Он словно обижается. Пыхтит, снова привстает на локтях, даже пытается сесть. Она мотает головой, но он не слушается и только упрямо подтаскивает себя к спинке кресла. Если то было кресло Бена, он наверняка расстроится – мебель загублена, никакая волшебная чистка ему не поможет. Как и паркету.
Спустя десять минут – для Клеменс они растягиваются на целый час – Теодор оказывается забинтованным, точно мумия.
– Тяжело дышать, – жалуется он, все еще наполовину пребывая в бреду. Пока она с ним возилась, он бормотал о кострах, ведьмах, погребах, в которых пахнет алкоголем, и базарных площадях.
– Зато кровь больше не хлещет из тебя, как из крана водица! – сердито шикает Клеменс. Она все еще уверена, что им стоит позвонить врачам и силком отвезти этого безумца в больницу, но что-то заставляет ее оставаться на месте и слушать его бредни о бессмертии.
– Хорошо хоть шину накладывать не стала, – приговаривает он. – Бен вот всегда порывается…
– У тебя перелом ребер, ты вообще в курсе?
– В конце восемнадцатого века мне переломал их один ирландец. Кости срослись неправильно. Злой, жестокий был человек.

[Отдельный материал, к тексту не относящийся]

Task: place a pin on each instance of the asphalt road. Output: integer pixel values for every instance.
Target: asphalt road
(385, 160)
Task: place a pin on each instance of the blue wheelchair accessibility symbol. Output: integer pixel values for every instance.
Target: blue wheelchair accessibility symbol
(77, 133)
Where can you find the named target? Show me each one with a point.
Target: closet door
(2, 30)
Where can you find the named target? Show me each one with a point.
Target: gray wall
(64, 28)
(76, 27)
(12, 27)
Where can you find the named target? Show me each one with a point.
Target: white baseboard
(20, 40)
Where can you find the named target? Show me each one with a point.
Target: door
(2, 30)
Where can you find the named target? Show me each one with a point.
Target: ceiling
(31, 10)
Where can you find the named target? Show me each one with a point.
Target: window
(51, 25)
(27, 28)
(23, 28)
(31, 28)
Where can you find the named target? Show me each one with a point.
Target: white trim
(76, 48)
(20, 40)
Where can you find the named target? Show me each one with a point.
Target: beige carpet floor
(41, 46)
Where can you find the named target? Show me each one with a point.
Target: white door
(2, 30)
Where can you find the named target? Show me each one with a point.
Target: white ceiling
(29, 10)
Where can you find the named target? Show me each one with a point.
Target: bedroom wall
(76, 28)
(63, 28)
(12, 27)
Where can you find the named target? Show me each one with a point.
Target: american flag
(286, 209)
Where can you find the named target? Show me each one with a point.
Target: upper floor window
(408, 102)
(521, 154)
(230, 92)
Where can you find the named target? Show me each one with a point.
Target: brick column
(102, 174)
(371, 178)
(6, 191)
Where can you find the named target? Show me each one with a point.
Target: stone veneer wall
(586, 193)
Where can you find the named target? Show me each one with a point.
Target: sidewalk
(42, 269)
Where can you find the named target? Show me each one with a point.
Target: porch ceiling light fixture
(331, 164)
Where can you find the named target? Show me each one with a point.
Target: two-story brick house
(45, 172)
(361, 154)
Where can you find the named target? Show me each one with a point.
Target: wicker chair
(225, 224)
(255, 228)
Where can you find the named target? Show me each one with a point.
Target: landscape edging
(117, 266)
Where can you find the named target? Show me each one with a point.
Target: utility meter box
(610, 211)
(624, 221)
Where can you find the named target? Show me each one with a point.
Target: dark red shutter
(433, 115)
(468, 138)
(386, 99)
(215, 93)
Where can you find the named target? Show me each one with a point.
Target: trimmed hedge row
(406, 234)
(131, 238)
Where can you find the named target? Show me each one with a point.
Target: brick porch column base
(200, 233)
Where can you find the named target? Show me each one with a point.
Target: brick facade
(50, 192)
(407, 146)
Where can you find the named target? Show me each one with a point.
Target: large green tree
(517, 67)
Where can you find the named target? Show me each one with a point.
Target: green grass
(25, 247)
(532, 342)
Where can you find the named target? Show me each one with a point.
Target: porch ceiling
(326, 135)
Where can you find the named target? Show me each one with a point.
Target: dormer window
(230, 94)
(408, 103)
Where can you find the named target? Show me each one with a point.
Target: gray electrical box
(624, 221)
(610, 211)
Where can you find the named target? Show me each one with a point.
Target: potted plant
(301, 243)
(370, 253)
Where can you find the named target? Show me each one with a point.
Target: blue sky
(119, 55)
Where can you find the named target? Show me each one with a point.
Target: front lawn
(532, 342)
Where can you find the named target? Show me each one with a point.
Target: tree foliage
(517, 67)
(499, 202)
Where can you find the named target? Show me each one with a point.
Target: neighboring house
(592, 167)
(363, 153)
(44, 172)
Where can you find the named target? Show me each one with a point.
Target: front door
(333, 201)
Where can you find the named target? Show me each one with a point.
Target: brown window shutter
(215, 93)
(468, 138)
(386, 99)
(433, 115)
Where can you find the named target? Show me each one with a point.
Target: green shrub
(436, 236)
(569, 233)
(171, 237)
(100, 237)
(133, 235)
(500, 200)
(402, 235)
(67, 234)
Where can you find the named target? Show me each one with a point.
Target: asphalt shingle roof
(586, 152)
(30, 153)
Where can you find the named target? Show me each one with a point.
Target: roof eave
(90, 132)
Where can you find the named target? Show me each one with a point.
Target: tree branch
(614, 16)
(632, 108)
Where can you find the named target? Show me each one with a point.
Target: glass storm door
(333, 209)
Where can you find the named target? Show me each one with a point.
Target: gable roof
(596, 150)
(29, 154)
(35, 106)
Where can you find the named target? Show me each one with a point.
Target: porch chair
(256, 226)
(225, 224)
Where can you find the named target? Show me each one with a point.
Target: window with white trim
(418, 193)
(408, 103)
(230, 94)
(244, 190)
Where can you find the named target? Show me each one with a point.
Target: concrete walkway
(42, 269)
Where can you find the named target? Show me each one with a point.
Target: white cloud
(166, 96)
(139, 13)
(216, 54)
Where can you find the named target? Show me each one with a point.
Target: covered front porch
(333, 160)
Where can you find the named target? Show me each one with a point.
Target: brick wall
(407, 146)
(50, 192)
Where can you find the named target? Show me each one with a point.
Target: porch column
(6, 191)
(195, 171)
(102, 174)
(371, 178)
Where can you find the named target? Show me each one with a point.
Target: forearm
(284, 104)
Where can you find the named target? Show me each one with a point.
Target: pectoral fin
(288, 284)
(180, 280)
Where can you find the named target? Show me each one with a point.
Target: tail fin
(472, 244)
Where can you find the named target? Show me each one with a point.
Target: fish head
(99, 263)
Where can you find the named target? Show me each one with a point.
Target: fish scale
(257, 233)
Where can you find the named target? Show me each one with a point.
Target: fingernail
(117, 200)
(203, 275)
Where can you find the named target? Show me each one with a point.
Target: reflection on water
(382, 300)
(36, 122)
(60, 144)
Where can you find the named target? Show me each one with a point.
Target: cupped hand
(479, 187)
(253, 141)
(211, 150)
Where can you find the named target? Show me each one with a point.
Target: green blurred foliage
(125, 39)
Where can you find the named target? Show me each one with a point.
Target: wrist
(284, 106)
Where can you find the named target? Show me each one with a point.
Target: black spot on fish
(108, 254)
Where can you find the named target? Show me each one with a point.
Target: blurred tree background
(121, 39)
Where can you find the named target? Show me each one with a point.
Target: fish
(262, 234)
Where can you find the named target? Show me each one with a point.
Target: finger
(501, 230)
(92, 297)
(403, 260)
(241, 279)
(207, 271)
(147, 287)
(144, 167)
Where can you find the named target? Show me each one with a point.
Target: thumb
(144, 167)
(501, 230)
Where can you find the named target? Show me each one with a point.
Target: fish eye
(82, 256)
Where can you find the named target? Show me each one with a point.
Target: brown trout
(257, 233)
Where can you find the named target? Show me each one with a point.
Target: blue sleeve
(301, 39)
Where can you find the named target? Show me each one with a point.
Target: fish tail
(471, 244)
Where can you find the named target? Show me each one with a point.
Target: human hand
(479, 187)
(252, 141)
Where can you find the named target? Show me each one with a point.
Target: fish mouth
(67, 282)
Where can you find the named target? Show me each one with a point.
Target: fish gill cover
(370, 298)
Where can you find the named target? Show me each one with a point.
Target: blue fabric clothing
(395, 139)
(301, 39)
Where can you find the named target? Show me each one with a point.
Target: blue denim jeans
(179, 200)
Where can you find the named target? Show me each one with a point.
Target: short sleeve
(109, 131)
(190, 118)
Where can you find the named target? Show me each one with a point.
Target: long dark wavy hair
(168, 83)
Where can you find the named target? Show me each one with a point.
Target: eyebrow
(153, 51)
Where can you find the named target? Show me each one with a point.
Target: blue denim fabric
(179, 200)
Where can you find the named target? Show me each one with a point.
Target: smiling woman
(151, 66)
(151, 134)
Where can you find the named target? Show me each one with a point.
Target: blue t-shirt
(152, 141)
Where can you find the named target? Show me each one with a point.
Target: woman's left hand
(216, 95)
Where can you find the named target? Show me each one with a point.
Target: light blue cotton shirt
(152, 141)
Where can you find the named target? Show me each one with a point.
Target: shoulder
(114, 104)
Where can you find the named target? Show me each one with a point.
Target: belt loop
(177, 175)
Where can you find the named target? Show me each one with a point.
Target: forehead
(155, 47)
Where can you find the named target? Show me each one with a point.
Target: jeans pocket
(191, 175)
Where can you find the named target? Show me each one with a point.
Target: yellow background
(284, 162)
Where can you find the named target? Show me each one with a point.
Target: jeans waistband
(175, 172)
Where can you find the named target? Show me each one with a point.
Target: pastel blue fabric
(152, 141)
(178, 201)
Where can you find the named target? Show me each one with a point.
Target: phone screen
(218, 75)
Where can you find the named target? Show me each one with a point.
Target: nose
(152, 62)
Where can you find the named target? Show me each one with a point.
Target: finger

У Клеменс голова идет кругом.
Он удивленно замолкает со склоненной набок головой и смотрит на нее, словно пытается прочесть мысли.
– Ты мне не веришь.
Каким образом он сегодня угадывает все, что она хочет сказать? Клеменс подозрительно щурится и качает головой.
– Рассказать, что со мной случилось?
Она все еще хмурится. Вокруг царят сплошной мрак и хаос. Перепачканные в крови бинты, рубашка, плед и инструменты Бена валяются на окровавленном полу, и сама Клеменс чувствует себя разбитой вдребезги.
Но молча кивает, потому что противиться прямому взгляду такого непохожего на себя Теодора она не способна.
– Я дал обещание женщине, которую сожгли на костре за ведьмины наговоры. Я дал ей слово и обрек себя на долгое-долгое существование.
Из беспамятства Серласа грубо вытаскивают прямо за глотку. Он еле открывает глаза и видит темное пятно, от которого несет гарью и паленой плотью.
Нет. Это воздух пропах гарью, в нос забивается зола, а дым до слез застилает глаза. Серлас надсадно кашляет.
– Уходи отсюда, иноземец, – басит над ним грубый голос Финниана. Он гремит в ушах, в самой голове, во всем, кажется, теле.
Нечем дышать.
– Ну! – повторяет кузнец. – Поднимайся на ноги, проваливай из города!